Tone Of Voice Guide

What is tone of voice, anyways?

Tone of voice is how you chose to communicate your company’s core values through interactions with your customers. It is the words you chose to use, the way you want your customers to perceive you.

In my talk on support during WordCamp US this year, I touched on this subject and explained why you should have such a guide. I’d like to expand on what I said, and give you a couple more resources to use.

Why is tone of voice important?

Communicating synchronously across all your platforms – like your newsletter, Facebook page, and helpdesk, to name a few – is important. But why is that?

If you use the same colors across the previously mentioned platforms, it makes sense if you do the same with your communication, right? This is where your tone of voice guide comes in.

It underlines your company culture

Having a solid, written down guide that describes your company’s way of communicating shows the world: this is who we are. We might be many within this company, but we are all human and working towards a similar goal.

It literally pays off

Your customers feel more comfortable when they know they can expect the same treatment from you every time they get in touch. This makes it more likely for you to make a repeat sale.

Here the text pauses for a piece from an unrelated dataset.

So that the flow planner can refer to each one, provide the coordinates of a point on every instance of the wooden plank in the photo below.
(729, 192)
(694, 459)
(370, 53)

It makes hiring new agents easier

When you are in need of a new support engineer, having a written tone of voice guide makes it easier for you to determine if a candidate fits your style. Can they keep up the tone you set?

It also makes training that much easier. If you have an existing team, writing down what your tone is can help point everyone in the same direction.

Questions to ask yourself

It’s easier that you might think to set up your own guide. What it requires is your time and energy – to sit down during the development process instead of trying to fix things after releasing your product.

Tone of voice questions
One of the slides in my WordCamp US talk about support. Find all slides and the transcript here.

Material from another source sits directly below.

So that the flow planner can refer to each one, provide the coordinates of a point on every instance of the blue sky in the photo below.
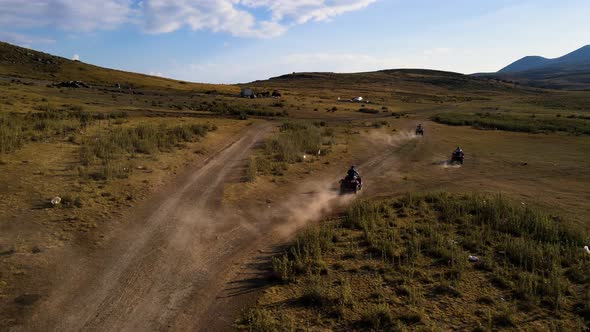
(229, 41)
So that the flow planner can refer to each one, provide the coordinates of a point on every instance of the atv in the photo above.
(350, 185)
(457, 158)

There are a lot of questions you can ask yourself (and your team) in order to determine your tone:

  • Which words will we absolutely not use?
  • In three keywords, how do we describe our tone?
  • How do we want our customers to feel?
  • How do we handle disputes?
  • How do we tell customers ‘no’?
  • What are our core values?
  • Are we formal, or informal?
  • How do we use jargon and lingo?

Put yourself in your customer’s shoes: if you were buying from your company, how would you like to be treated? That’s what you should be writing down.

At the end of this article you can find a few more resources to use when setting up your own guide.

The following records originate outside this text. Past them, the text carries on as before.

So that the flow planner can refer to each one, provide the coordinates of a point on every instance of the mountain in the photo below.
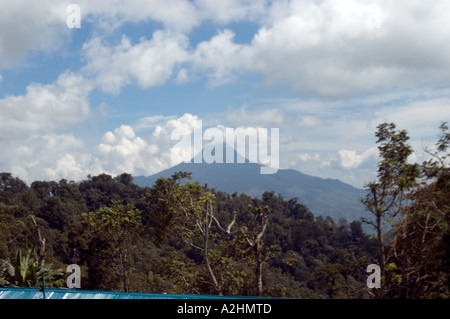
(324, 197)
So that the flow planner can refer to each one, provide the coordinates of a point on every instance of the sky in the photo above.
(107, 96)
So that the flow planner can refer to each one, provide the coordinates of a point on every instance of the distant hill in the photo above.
(324, 197)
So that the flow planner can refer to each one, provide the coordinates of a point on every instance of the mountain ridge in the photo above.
(323, 196)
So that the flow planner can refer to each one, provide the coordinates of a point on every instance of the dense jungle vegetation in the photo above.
(181, 237)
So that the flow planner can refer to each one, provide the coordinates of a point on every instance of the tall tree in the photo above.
(113, 232)
(186, 211)
(419, 254)
(395, 178)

Consider publishing your guide

MailChimp’s wonderful tone guide is open to the public, as is Buffer’s. It helps them be clear to everyone what their values are.

I personally think it would be a great thing to see more companies in the WordPress world to show that they care about the relationship between developers and end users. If you are in the process of writing your tone guide, or have one already, please consider opening it up to the public.